# Problem with Late hands *help*



## haddockd (Nov 19, 2010)

Hello Helpful Golfers!

I have been plagued with slices and pushes as of late and I figured out that I am an early extender. I have mostly resolved this (work in progress) and my pushes have mainly disappeared. The "only" issue that I can see if that my hands do not fully "roll over" until well after the club head is past my foot.

I do not make any conscious effort to move or manipulate my hands or lag or anything of the sort. This is where they just naturally roll over. I think this is a large part of my slice problem as I do not think my swing plane is all that bad. I have posted a video below. Fairly short, but it is a pitching wedge and 5 hybrid DTL and Caddie. The caddie view is the one mainly for watching the hangs roll over late.

Can you see any reason why my hands roll over so late? I am fairly happy with my swing so if I can fix this I think my game would be pretty solid. 

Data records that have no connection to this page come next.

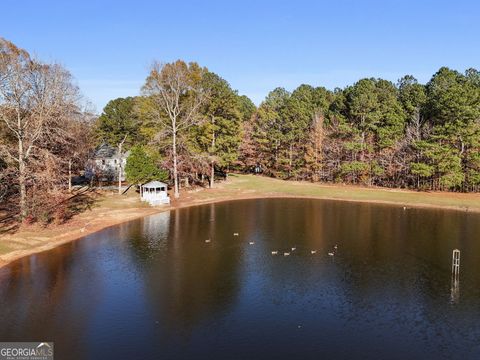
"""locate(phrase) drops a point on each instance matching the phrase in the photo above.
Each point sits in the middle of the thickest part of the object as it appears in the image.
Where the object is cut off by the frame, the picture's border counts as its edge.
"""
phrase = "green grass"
(265, 186)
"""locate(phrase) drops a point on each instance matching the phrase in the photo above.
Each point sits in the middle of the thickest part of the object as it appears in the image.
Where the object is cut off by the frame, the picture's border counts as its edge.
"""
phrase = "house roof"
(154, 184)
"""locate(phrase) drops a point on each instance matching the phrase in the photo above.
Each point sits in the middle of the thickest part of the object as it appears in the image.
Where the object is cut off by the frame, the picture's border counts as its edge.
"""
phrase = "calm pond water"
(154, 289)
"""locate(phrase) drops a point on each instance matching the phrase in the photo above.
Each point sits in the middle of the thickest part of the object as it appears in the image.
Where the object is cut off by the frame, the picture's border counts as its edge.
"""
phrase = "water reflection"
(154, 286)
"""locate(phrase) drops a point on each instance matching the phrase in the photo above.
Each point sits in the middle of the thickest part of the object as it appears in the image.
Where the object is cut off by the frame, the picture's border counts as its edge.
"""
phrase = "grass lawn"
(269, 186)
(107, 209)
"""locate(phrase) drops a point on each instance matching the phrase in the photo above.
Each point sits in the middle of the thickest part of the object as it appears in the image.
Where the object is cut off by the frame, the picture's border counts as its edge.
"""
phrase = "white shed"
(155, 193)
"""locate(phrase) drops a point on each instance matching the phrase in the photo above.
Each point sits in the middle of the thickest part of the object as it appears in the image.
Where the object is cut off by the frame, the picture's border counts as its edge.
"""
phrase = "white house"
(104, 163)
(155, 193)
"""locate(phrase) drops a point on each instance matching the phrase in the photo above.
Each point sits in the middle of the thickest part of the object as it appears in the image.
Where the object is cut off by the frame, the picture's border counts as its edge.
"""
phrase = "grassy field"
(109, 209)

OH, I forgot to mention, my head moves back on these swings which makes my front foot come up a little in the vids. This does not happen in my normal swing. I was simply watching the clubhead in relation to my swing plane. The hands issue still persists when my head is stable. Just figured I would throw that tidbit out there.

Any takers on my disobedient hands?

My Video


----------



## FrogsHair (Mar 4, 2010)

I am no expert, but late hands, or a late release are not a bad thing as long as the club impacts the ball square to the ball's aim line. I wish I could could hold my hands/release a little longer. I might suggest you weaken your grip a little, so that club face is not closing to much before impacting the ball. Maybe moving the ball farther forward in your stance might help, since this would give your hands a little more time to release properly. Also it looks like you are swinging a little out to in on your down swing, which with a closing club face will cause a slice. This out to in swing might be why you are not pushing the ball that much anymore. So, try a little more in to out swing on your down swing, move the ball a tad bit further forward in your stance to avoid the pushed shots, and maybe weaken your grip a little. When I say weaken your grip, I mean fewer knuckles showing on your left hand, and not actual grip pressure. You might start seeing more of a fade, than a slice. Just a guess on my part. :dunno:


----------



## haddockd (Nov 19, 2010)

First I would like to thank those who took the time to offer their advice. I appreciate your input. I believe I figured out what this was. I did not have properly educated hands. I was trying to control the wrist cock and club face with my left hand. Once I allowed the right hand to control the wrist cock and the left hand to only control the club face, the issue disappeared. I also had to keep my right elbow from flying around.


----------